Ночь не спала, все думала, а что ему ответить? И как представила, что мы с ним живем год за годом и все молчим и молчим. И мне так неприятно стало. И не вышла я к нему на другой вечер.
Он еще две недели ходил к нашему двору. Смотрела я на него из окон избы нашей. И хорош, и пригож, и работящий, и смирный какой, и сильный, и добрый. А как подумаю, что мы по хозяйству с ним только говорить будем, так оторопь и брала. Выходит, что говорить будем про корову и кур, и поросят, и про огород, и про сенокос, а про нас с ним мы и слова не скажем? И не услышу я никогда заветных слов? Полено я, что ли?
Он перестал ходить.
Вскоре жизнь поменялась. Война началась. Его забрали сразу же. Я побежала к клубу, а он стоит и на меня смотрит, и руки у него дрожат. Подошла я к нему, а он как обнимет меня при всех, так что косточки затрещали, как прижмет к себе изо всех сил своих.

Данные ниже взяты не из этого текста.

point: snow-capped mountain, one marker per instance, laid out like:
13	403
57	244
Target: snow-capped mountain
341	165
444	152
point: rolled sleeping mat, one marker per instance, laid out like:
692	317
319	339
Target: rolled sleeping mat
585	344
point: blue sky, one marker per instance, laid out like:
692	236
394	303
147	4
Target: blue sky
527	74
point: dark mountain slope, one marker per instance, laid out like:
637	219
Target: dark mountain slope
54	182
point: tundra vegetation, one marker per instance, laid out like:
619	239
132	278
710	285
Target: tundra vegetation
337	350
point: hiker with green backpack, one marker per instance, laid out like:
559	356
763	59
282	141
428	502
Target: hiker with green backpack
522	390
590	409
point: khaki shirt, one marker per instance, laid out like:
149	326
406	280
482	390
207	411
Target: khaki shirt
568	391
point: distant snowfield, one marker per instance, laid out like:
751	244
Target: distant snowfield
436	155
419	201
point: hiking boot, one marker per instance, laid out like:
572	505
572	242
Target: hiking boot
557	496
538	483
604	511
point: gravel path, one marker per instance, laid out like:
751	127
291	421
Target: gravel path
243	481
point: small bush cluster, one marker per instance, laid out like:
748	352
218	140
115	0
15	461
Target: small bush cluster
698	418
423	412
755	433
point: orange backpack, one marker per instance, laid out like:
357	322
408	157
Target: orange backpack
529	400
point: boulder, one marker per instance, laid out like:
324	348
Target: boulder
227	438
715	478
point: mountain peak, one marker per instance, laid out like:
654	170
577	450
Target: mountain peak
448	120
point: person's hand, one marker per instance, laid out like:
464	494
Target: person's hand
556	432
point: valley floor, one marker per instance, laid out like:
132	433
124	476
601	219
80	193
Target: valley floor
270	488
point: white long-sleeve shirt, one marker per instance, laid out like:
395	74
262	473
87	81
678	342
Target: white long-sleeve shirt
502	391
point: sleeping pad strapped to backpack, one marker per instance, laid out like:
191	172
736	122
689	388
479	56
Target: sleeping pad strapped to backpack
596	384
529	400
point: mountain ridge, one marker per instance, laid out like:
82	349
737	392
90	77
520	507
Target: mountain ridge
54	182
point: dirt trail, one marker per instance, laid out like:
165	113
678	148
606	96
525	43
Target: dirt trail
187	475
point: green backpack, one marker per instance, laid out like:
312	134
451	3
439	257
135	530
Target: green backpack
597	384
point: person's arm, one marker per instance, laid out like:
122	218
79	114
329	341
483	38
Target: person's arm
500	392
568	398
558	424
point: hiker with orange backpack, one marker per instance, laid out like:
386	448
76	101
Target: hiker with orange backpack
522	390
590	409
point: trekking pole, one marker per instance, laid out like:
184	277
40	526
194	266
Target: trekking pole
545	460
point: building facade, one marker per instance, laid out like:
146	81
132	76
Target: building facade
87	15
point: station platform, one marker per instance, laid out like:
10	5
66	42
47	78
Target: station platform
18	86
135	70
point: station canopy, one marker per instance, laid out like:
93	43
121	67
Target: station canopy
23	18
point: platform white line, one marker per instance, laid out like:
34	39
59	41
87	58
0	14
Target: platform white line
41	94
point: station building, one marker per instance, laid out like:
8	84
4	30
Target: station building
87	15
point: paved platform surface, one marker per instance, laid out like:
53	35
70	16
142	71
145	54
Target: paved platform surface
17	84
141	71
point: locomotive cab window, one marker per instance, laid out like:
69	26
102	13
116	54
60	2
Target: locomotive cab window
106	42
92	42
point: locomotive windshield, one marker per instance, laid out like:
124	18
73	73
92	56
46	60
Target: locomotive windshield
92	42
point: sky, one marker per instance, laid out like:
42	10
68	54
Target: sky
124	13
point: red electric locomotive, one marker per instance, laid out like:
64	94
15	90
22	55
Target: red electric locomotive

- Любая моя! - прямо при всех и сказал.
Вот я и заплакала в голос.
Письма я ему стала писать на войну. Он там отличился. Ему геройское звание присвоили за подвиг. Звезду золотую дали моему молчуну. И только я успела обрадоваться и возгордиться, как похоронка пришла его матери.
Я его оплакивала несколько лет.
Потом замуж пошла за прадеда твоего. Вот уж балагур был. И на балалайке играл, и плясал, и истории рассказывал, заслушаешься, а на работу ленив был. Всюду я свою силушку клала.
Жила я с мужем, а Федю иногда вспоминала. Ведь сердце у меня к нему лежало. А что же я молчания его испугалась?
Мне мой муж много слов любви за жизнь сказал, но все как-то на ходу. А Федя мне сердцем добрые слова сказал. Вот и помню я их через столько лет.
А ты, моя детка, не ищи говоруна, а ищи любящего!
На молчунах наша сторонушка и держится испокон веку.